Linda’s eyes flitted to Pam’s lips as she flicked her tongue out to wet her own. “Can I guess what it is you do want?”
Pam swallowed—hard—her heart beating almost violently in her chest. “It’s almost midnight,” her voice sounded small, barely louder than a whisper, swallowed up by the whistling wind that they were only barely cocooned from in the ally.
That seemed to be enough of an answer for Linda, because she took Pam’s hands in her own and pressed them back against the bricks, pinning her there.
Pam allowed her eyes to flutter closed, the warmth in her belly from the spirits nearly as hot as her blushed features as Linda moved forward, her kiss gentle.
The redhead welcomed it, everything she had wanted.
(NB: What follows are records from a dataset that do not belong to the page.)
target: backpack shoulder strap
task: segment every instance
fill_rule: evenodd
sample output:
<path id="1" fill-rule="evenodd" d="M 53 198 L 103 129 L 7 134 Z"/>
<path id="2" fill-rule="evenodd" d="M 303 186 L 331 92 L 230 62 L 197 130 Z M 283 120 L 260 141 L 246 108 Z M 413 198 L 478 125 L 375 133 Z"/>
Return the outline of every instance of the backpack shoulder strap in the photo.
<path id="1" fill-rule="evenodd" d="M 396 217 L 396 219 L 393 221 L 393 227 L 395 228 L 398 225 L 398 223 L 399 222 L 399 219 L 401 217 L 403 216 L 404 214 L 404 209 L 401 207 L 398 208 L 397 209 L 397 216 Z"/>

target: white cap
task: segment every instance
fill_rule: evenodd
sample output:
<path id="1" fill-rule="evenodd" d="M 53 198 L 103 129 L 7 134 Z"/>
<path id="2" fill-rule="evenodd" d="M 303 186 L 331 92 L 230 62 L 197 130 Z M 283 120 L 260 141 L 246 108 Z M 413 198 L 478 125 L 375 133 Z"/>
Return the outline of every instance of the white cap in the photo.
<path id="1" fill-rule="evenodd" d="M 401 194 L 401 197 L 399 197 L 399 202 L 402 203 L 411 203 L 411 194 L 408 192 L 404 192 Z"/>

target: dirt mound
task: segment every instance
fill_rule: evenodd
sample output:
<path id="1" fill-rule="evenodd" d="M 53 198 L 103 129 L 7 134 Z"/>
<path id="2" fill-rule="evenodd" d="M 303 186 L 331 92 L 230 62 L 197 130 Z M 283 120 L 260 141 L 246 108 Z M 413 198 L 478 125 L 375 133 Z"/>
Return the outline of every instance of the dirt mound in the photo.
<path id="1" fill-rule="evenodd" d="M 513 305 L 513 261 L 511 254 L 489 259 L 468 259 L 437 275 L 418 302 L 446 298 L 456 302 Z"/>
This wasn’t like with the boy in the car, this was…different. This was Linda and her soft pink lips, and it felt…right.
Linda unbuttoned Pam’s jacket, slipping her arms inside and wrapping them around Pam’s waist as Pam allowed the woman’s questing tongue to slide against her bottom lip and into her mouth. Luckily, she was just buzzed enough not to be embarrassed by the moan she let slip.
The blonde smiled at that, pulling back just slightly, so they were still sharing the same air. “Would you still like me to take you home?”
Pam’s eyes blinked open, her stomach fluttering, heart racing, and her wet lips cold in the absence of Linda’s. “Yes, please.”